On peut remercier le scénariste Russell Hughes d'avoir su tirer tout le parti possible d'une histoire pourtant très banale au départ. Il prouvera plus tard qu'il était réellement doué pour le western mais aussi en abordant d'autres genres (Des Monstres attaquent la ville - Them de Gordon Douglas). Dommage qu'il ait été si peu prolifique dans le domaine du cinéma puisqu'il avait commencé par écrire des show radiophoniques avant d'achever sa très courte carrière à la télévision, mort prématurément à l'âge de 58 ans. Il serait étonnant que les quelques fautes de goût qui parsèment le film soient de son fait ; il y a au contraire de fortes chances pour qu'elles aient été imposées par la Warner qui en était coutumière à l'époque dans le western. Je parle notamment de la séquence qui se voudrait humoristique au cours de laquelle Westman laisse les deux profiteurs rentrer en ville en caleçon, leur déambulation pataude étant accompagnée de rires gras et surtout d'une musique "cartoonesque" due au décidément peu léger David Buttolph. C'est le genre de détails qui arrive à casser une ambiance sérieuse bien installée jusqu'ici. Heureusement, il s'agit quasiment de l'unique exemple concernant La Trahison du Capitaine Porter.

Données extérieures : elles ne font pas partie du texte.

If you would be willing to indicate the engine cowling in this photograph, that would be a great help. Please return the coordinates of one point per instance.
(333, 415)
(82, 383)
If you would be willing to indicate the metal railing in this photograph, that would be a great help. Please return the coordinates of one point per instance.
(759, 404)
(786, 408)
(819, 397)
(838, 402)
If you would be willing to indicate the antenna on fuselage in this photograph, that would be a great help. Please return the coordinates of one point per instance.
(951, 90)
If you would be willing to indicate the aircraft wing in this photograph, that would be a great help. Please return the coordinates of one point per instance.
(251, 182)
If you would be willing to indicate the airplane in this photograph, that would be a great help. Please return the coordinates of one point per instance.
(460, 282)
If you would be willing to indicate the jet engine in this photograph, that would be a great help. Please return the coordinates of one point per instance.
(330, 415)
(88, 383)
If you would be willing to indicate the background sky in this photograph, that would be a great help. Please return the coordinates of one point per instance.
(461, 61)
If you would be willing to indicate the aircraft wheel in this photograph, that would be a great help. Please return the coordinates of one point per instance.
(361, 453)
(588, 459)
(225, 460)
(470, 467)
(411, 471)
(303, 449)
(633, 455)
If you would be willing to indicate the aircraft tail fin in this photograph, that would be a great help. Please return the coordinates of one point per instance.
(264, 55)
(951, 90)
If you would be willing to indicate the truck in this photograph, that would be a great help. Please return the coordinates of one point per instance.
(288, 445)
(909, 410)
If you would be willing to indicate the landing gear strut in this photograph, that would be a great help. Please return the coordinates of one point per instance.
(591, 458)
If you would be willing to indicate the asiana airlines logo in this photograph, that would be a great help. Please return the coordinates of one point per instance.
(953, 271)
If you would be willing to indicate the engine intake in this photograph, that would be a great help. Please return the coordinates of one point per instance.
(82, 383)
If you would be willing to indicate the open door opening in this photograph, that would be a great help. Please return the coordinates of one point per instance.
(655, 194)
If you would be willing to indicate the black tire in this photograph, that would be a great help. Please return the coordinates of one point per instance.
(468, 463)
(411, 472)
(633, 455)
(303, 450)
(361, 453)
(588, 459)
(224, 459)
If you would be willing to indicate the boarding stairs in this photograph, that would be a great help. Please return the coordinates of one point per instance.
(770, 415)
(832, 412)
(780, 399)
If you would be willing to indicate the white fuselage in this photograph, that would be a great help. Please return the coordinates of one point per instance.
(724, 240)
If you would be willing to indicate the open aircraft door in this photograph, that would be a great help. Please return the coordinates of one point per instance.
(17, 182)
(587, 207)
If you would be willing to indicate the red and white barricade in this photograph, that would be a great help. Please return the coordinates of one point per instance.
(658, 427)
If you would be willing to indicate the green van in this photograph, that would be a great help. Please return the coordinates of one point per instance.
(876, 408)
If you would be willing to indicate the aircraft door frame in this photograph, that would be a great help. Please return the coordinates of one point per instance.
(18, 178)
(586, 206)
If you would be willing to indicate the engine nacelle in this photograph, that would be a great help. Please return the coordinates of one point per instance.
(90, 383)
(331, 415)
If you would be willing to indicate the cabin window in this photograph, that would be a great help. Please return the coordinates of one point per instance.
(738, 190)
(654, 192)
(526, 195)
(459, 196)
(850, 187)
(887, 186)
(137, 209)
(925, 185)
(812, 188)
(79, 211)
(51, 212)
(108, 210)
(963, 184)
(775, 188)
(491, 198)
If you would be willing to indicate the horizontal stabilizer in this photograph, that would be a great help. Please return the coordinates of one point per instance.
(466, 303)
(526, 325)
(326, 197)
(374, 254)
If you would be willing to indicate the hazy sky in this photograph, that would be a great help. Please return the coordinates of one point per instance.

Si le scénario, malgré l'efficacité de son écriture, la relative complexité des relations entre les personnages et la plausibilité de son intrigue, demeure néanmoins très conventionnel, De Toth se fait par contre extrêmement plaisir avec sa caméra, utilisant la topographie à merveille pour mettre en place de longues scènes de traques, de poursuites, d'encerclement, d'attaques et même un combat final en pleine ville faisant beaucoup penser à celui de High Noon mais en plus efficace. Il prend son temps, utilise maints amples travellings et panoramiques savants, donne du souffle à ses séquences d'action et semble jubiler d'avoir à tourner des chevauchées de soldats dont les tuniques bleues claquent au vent. C'est parfois sacrément réjouissant à voir. La longue scène de l'attaque du convoi de coton est un modèle de découpage et de rythme (sans que celui-ci soit nerveux, tout au contraire). Pour faire plus réaliste, le cinéaste a même réussi à convaincre Randolph Scott de ne pas être doublé lors de son unique scène de combat à poings nus, ce qui était rarement le cas jusqu'à présent. Enfin, ses gros plans sur les personnages, ses cadrages et son montage sont tout aussi réussis. S'il ne s'agit pas, loin s'en faut de son meilleur western, ce pourrait être l'un de ses plus réussis plastiquement parlant.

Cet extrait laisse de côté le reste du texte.